In these pages, we often drop back for a look at early tractors, steam traction engines or stationary gas engines. We think about what it would be like to try to farm with such comparatively primitive machines.
Sometimes we look at windmills and reflect on the challenges of a stretch of time when the wind didn’t blow. We consider the danger or inefficiency of early farm equipment or early designs that made no provision whatsoever for the operator’s comfort.
But in this issue of Farm Collector, we drop further back and learn about the almost unimaginably complicated and time-consuming process of creating a fabric – linen – from a plant. In this issue, a Missouri man shares the story of the tools used to convert flax into a product that could be worked in a spinning wheel, eventually producing linen.
It was, by and large, women’s work. Speaking as a woman, I sympathize with my forebears who transformed a plant into cloth through a slow and tedious process. After all that toil, I cannot imagine the heartbreak of a ripped shirt.

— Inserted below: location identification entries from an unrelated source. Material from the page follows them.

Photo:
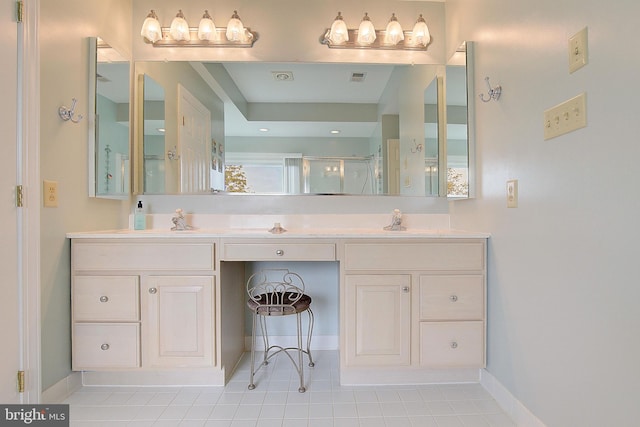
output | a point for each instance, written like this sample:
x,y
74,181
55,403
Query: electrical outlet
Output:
x,y
50,194
566,117
578,50
512,193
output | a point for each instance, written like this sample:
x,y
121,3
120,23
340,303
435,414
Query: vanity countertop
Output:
x,y
301,233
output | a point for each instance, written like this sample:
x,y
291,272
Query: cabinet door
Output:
x,y
377,316
178,323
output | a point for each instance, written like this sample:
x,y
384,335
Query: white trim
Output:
x,y
29,176
512,406
58,392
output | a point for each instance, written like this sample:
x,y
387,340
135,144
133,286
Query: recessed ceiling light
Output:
x,y
282,76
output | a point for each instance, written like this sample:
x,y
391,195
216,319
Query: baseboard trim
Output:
x,y
508,402
58,392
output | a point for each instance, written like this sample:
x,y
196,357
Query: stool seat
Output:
x,y
279,303
279,292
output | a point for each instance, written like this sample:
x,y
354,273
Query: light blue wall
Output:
x,y
563,277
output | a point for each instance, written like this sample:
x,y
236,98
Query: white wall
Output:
x,y
563,278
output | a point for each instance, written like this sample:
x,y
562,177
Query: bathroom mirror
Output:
x,y
272,126
154,154
109,148
460,116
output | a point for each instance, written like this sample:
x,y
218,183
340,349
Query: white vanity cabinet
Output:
x,y
377,319
415,305
143,304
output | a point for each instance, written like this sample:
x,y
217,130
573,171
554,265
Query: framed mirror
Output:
x,y
109,142
460,138
308,128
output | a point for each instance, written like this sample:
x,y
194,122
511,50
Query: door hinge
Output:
x,y
19,196
19,10
20,381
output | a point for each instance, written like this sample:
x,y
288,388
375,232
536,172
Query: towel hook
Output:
x,y
494,93
67,114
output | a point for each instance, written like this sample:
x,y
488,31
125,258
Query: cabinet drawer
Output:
x,y
450,297
114,345
279,252
452,344
460,256
157,256
106,298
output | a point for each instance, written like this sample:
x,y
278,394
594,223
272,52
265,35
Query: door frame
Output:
x,y
28,162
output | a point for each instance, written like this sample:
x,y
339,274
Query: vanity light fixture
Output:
x,y
367,37
179,34
206,28
420,34
366,31
179,29
394,33
151,29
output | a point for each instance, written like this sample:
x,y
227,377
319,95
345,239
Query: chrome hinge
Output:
x,y
20,381
19,196
19,10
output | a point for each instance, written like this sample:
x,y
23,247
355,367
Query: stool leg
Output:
x,y
302,389
253,352
309,333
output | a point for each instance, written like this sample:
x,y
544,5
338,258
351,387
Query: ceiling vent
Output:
x,y
358,77
282,76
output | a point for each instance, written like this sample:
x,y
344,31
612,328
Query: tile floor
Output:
x,y
276,402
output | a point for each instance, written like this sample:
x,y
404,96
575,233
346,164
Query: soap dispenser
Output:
x,y
139,217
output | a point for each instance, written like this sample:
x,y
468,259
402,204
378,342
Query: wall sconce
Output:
x,y
367,37
67,114
494,93
205,35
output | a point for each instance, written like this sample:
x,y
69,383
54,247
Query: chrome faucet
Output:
x,y
396,221
180,222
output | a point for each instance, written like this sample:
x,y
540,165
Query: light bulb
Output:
x,y
338,33
179,29
151,28
420,34
394,33
206,29
235,29
366,31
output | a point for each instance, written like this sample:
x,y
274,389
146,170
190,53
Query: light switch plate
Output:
x,y
50,194
512,193
566,117
578,50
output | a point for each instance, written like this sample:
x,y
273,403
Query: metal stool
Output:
x,y
278,292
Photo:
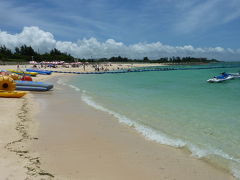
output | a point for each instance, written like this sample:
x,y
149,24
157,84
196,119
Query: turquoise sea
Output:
x,y
176,108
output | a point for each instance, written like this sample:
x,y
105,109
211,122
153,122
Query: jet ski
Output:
x,y
235,75
221,78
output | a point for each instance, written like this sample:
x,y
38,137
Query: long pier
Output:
x,y
145,70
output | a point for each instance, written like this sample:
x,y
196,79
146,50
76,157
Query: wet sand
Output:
x,y
60,137
79,142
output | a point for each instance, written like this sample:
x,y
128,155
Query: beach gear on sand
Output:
x,y
7,83
12,94
23,72
26,78
39,71
31,88
14,76
48,86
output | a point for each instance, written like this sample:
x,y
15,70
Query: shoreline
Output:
x,y
33,165
105,140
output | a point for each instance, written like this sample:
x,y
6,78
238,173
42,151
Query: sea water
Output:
x,y
177,108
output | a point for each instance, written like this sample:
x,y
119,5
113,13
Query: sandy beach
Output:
x,y
53,136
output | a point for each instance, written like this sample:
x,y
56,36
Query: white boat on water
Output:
x,y
221,78
235,75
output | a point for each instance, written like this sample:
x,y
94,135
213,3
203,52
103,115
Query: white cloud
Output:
x,y
43,41
200,15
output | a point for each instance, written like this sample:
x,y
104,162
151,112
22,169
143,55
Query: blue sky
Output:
x,y
199,23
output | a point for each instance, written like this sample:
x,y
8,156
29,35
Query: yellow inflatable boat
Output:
x,y
23,72
12,94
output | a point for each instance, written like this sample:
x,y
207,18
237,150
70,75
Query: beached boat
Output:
x,y
12,94
221,78
39,71
23,72
48,86
235,75
31,88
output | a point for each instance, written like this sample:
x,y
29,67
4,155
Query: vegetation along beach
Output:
x,y
117,90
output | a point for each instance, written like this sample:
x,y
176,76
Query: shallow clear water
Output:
x,y
178,108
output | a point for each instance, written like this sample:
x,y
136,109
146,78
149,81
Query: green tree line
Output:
x,y
26,53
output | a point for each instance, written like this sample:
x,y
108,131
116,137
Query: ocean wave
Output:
x,y
74,87
162,138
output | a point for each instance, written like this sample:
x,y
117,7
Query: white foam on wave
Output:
x,y
236,172
162,138
146,131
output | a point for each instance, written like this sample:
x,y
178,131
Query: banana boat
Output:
x,y
12,94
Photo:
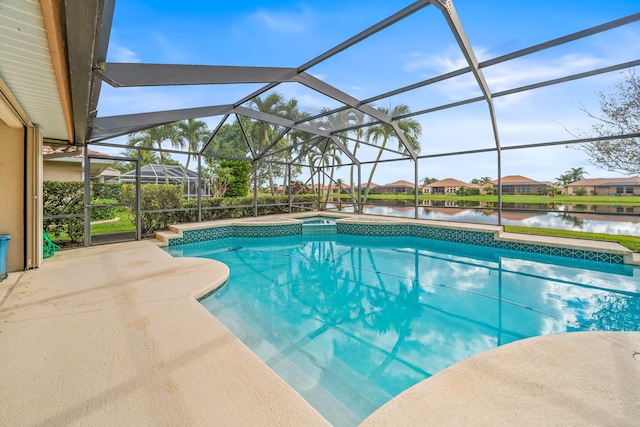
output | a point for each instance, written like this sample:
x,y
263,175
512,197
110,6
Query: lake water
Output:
x,y
589,218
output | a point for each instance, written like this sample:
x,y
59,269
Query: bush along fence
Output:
x,y
161,205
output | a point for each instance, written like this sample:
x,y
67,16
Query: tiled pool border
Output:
x,y
278,227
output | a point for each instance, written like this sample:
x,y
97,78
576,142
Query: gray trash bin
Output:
x,y
4,248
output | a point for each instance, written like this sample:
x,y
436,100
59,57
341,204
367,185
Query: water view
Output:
x,y
588,218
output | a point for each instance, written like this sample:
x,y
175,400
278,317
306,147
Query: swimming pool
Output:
x,y
351,322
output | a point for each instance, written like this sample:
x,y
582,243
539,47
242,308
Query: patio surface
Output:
x,y
113,335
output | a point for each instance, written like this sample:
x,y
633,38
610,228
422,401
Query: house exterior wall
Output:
x,y
62,171
12,213
619,190
523,188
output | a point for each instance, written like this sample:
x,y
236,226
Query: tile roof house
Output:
x,y
394,188
518,184
446,186
606,186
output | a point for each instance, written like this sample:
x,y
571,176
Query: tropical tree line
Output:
x,y
274,145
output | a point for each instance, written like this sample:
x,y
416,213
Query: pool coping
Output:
x,y
113,335
481,234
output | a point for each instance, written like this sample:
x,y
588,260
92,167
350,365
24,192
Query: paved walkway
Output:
x,y
113,335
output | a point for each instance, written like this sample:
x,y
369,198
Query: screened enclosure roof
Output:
x,y
157,173
335,72
335,126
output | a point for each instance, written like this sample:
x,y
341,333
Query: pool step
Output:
x,y
331,386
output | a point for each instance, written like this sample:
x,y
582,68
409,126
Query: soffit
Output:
x,y
26,66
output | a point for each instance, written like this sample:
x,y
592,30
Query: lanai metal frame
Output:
x,y
98,130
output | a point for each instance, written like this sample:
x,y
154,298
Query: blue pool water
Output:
x,y
352,321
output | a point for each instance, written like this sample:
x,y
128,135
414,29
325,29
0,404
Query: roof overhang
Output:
x,y
48,49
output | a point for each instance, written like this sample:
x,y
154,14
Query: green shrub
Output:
x,y
106,191
64,198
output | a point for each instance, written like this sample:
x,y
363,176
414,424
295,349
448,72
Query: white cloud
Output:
x,y
122,54
282,22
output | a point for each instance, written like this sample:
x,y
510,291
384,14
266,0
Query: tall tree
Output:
x,y
357,118
154,138
426,180
263,133
577,174
189,135
333,121
619,115
384,132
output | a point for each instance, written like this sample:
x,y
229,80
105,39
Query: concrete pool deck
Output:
x,y
113,335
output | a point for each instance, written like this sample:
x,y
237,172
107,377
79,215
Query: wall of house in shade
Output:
x,y
12,213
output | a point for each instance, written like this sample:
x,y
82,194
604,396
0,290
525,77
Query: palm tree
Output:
x,y
384,132
577,174
189,134
264,132
152,138
333,121
357,118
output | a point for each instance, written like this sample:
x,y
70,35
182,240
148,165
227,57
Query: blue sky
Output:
x,y
290,33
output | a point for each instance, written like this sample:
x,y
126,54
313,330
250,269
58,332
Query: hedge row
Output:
x,y
67,198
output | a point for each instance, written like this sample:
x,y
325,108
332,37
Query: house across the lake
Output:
x,y
605,187
446,186
518,184
394,188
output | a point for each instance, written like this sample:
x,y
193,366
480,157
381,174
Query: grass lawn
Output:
x,y
629,242
124,223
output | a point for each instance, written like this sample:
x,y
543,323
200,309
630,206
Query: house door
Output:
x,y
112,208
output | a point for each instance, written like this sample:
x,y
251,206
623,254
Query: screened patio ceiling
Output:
x,y
340,124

Then, via Clell Ballard’s article on homesteaders’ “prove-up shacks,” my mind wandered to what it would be like to live in a primitive one-room dwelling with gaps between each board. Rain, snow and wind were basically invited in, as were grasshoppers and mice. The womenfolk were probably so totally engaged in keeping children alive and the family fed that order and cleanliness in such a shack were the least of their worries.
And finally, through an article by Phil Badger, we learn of the way vehicles and tractors were fueled in Europe during World War II, when gasoline was nearly impossible to obtain. If some unimaginable emergency created a similar scenario in this country, I fear the moxie needed to replicate that solution might be in short supply.
Ever find yourself frustrated by a slow delivery (that is, one that takes maybe three days to arrive from the opposite side of the country) or a balky computer or a vexing problem with your tractor or mower? Take a minute to consider aspects of life 150 or 200 years ago that are unimaginable today. A little perspective is a useful thing!